Spiritual Fathers

If anyone says, “I love God,” and hates his brother, he is a liar; for he who does not love his brother whom he has seen cannot love God whom he has not seen.

1Jo 4:20

God is a God of growth. Let me give you the story line of my life: I was a baby, then a toddler, a teenager, a son, married, became one flesh with my wife, and became a father. Sounds familiar?

Jesus was born a baby. As a toddler he learned to obey his father and mother. As a teenager he started to interact with the world of the grown-ups, was included as a kind of apprentice, but astonished the priests with his knowledge and wisdom already – yet continued to grow in wisdom, knowledge, and favor before God and men.

In the Jordan he was announced a son. Mature, a full representative of the father, walking in the fathers authority. There was an instrumental figure in this: John the baptist. John was sent to straighten the path for Jesus – what a description of a father figure. There needed to be an earthly representative of the father to go through the proclamation of the son, an elder, a mouthpiece of God, a son of a priest and later high priest of Israel.

At the cross, Jesus married his bride. In the Garden of Gethsemane and at the cross he said: I do! Since then he is waiting for our individual response as a part of the bride: I do!
At pentecost, he became one with the church – he in us and we in him. And together with the church, he begets sons (Rom 8:20, Rev 12:1ff). Conclusion: No sons outside of church!

And if you look into nature, you see the same principles. All living things incorporate one common theme: growth with multiplication through relationship.
I so far have established a well known fact: God is a God of growth. Not really spectacular.
But looking at this pattern of growth, it becomes apparent that there is a need for parents, for fathers and mothers.

Naturally, we grow as a function of time. We can’t help growing, it usually just happens to us.

Spiritually, growth is not automatic nor is it a function of time. It is a function of willingness. Am I willing to change, to have a deep intimate relationship with God, Jesus, and the Holy Spirit, to go the extra mile, to take the next step? Am I willing to obey in faith? By the way, the definition of spiritual success: faith and obedience.

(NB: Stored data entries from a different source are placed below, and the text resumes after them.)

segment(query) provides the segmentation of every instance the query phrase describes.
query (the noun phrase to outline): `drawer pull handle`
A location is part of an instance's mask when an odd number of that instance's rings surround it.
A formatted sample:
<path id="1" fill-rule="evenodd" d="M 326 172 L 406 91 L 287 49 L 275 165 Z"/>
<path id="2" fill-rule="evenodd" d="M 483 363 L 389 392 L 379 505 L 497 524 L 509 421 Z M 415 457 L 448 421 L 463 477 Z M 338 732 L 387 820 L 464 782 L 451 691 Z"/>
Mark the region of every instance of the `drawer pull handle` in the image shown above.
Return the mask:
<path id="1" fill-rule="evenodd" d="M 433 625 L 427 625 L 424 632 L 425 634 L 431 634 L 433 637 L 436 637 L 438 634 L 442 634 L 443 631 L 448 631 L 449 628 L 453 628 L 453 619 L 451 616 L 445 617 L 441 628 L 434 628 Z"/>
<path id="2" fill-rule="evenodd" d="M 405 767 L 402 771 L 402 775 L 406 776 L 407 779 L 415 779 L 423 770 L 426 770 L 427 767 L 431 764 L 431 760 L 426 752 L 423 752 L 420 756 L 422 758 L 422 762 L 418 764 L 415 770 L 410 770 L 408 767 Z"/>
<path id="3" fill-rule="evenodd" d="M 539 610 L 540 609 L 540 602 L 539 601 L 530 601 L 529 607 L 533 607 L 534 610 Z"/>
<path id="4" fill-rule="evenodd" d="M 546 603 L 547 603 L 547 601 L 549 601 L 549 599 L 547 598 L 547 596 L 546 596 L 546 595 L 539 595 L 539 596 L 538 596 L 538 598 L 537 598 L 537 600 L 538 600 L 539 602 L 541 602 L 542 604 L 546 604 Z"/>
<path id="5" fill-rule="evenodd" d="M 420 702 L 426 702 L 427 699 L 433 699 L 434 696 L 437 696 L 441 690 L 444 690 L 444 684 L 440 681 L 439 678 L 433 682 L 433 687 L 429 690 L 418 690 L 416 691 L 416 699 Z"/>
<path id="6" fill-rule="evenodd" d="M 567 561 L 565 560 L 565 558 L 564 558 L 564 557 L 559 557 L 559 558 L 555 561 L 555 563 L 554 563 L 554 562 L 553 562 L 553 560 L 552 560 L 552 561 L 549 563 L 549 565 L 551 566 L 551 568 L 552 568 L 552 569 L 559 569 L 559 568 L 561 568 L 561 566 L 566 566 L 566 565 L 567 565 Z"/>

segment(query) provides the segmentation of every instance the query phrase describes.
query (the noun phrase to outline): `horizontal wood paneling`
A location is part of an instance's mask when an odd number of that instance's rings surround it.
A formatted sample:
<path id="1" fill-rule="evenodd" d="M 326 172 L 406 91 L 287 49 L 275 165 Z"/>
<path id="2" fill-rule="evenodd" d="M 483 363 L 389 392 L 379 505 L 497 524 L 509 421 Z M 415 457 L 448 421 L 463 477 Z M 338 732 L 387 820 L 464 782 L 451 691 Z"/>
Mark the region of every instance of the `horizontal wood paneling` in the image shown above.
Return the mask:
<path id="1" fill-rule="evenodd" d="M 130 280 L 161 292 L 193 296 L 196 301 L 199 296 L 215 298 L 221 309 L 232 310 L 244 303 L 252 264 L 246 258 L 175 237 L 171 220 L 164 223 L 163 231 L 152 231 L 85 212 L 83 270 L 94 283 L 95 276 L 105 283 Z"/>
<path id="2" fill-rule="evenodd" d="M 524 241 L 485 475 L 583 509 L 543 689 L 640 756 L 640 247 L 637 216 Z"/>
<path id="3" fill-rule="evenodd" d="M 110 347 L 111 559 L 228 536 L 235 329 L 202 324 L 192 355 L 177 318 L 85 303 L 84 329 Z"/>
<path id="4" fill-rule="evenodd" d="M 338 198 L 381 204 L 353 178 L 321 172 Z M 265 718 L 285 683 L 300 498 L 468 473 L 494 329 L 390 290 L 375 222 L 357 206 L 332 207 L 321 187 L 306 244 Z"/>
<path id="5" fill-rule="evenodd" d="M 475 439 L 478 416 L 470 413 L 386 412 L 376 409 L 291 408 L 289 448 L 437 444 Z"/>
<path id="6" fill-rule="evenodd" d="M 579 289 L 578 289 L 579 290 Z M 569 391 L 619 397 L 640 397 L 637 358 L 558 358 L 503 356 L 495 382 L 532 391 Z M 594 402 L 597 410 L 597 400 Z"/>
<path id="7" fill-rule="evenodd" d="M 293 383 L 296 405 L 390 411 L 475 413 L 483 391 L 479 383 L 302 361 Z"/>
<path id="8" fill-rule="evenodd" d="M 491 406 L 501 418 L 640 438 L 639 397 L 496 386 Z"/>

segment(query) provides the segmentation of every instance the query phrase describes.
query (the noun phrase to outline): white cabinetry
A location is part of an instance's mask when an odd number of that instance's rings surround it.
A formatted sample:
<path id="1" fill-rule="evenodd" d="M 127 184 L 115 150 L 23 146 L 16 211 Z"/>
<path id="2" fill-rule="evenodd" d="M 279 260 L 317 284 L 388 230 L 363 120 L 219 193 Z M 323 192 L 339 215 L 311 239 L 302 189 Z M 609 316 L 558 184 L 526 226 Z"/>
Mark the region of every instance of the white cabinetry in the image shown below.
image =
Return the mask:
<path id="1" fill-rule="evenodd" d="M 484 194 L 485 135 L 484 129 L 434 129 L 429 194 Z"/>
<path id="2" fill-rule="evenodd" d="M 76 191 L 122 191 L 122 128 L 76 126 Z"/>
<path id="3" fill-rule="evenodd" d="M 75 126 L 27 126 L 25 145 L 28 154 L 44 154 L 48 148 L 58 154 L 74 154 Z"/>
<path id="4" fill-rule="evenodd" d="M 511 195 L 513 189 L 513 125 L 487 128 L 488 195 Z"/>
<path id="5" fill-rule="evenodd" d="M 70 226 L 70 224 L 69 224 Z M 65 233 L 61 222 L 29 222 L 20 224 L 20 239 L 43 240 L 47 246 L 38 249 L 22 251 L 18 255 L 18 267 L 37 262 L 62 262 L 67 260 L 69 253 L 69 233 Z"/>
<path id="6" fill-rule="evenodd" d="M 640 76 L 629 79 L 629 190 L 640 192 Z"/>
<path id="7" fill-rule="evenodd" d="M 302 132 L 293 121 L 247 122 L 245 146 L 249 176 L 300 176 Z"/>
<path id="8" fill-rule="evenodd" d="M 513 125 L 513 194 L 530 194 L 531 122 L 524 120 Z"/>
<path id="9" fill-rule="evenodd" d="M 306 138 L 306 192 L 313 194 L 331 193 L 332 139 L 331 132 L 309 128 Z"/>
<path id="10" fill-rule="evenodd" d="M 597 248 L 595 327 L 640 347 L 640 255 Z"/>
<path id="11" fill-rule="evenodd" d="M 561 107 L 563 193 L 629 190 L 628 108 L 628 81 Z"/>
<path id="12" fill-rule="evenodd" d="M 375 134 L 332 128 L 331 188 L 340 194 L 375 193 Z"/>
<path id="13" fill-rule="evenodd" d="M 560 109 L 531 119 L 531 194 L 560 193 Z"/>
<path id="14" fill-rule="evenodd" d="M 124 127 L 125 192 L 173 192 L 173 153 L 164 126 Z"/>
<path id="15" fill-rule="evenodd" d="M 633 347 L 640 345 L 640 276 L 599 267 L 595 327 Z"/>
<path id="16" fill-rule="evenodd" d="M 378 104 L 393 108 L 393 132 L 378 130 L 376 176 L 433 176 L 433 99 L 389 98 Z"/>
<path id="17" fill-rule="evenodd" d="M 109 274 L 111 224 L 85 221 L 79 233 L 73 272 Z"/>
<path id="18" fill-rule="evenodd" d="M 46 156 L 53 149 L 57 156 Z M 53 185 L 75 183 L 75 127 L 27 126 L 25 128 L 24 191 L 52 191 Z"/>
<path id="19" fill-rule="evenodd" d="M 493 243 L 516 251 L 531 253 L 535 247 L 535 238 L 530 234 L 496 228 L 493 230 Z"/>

In 1Jo 4:20, John tells us that we deceive ourselves if we say we love God, whom we don’t see, and hate our brother, whom we see.

Let me derive from that that the reason God gave us a brother on earth to love is in part to enable us to love Jesus. Learn the easy thing first – love your brother you can touch – and then grow to the harder things – love Jesus.

But loving a brother can only teach me to love the attributes of God portrayed in brotherhood. But God the Father is first and foremost a father – hence his name.

I believe that God gives us fathers – both spiritual and natural – to learn about the fatherly aspects and dimensions of himself. And he uses those fathers as his mouthpieces as it is – again 1Jo 4:20 – easier for us to relate to earthly representations that we see than to him whom we learn to see more clearly. Thus spiritual fathers are two things: representatives of the father in heaven, providing a “natural” communication path to God to speak to us, as well as imperfect but touchable patterns of the father for us to learn to know and love him.